В международном аэропорту садились и взлетали истребители. Судя по всему, именно он стал местным аэродромом подскока.
Генри спал беспокойно, постоянно просыпался от гула самолетов и собственных мрачных видений.
Ему снился умирающий в госпитале отец. Генри проснулся, тяжело дыша. Он знал, что такое терять отца. Для тех детишек это случилось на улице, их отца убил какой-то сумасшедший селюк. Это было несправедливо.
Он снова попробовал уснуть, но сон не шел. Он подумал о Тейлор, чудесной девочке, которая тоже росла без отца и почувствовал страх. Ещё час он провалялся на земле без сна.
- Пойдем, поздороваемся, - сказал Мартинез, когда пришло время.
***
Генри и Карлос пересекли улицу и пошли прямиком к главным воротам базы, подгадывая время так, чтобы пересечься с патрулем. Тем временем, Мартинез пробирался на базу с другой стороны.
Собаки залаяли ещё, когда они находились вдалеке. Патруль неторопливо подошел к воротам.
- Симмонс, - тихо произнес Генри, чувствуя неловкость. Он вышел на открытое пространство, прямо под прицелы. Прибор ночного видения не позволял разглядеть лиц, но, зато, отчетливо были видны лазерные прицелы, направленные ему прямо в грудь. Точно такая же точка плясала на груди у Карлоса.
Собаки замерли в ожидании приказа напасть, издавая глухой рык.
- Симмонс, - повторил Генри. - Это Уилкинс. Мы - то, что осталось от "Волков".
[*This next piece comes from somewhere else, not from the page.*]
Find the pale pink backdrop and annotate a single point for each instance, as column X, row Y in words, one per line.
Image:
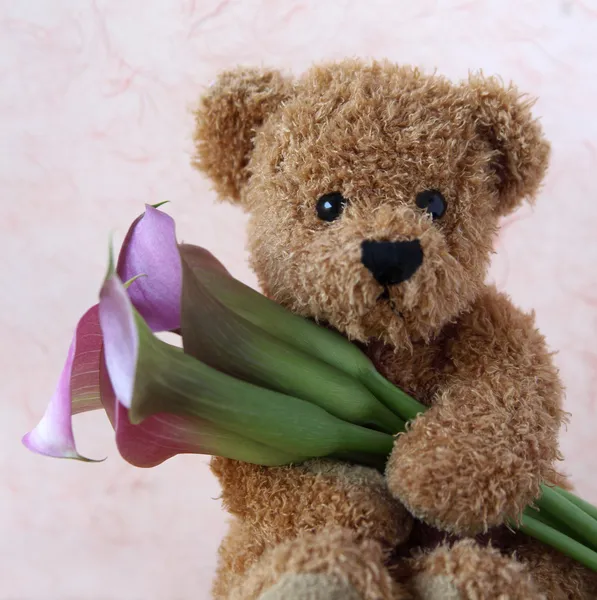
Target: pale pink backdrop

Лазерные линии исчезли. Генри выдохнул.
- Вовремя, - ответил Симмонс. - С возвращением. Мне приказали ждать вас со вчерашней ночи.
- Отлично, - пробурчал Карлос.
- К чему этот сарказм? С возвращением, "Волки".
- И что теперь?
- Доклад. И сходите в душ. Я вашу вонь даже отсюда чую.
- Ничего не понимаю, - растерянно произнес Генри.
- Война окончена, братан, - ответил Симмонс. - У вас оказались могущественные покровители.
Капрал Симмонс и другой солдат, которого Генри раньше никогда не видел, проводили их с Карлосом в здание, где они бывали сотни раз - неприметное бетонное строение с аккуратной вывеской, на которой было написано просто "Служебная".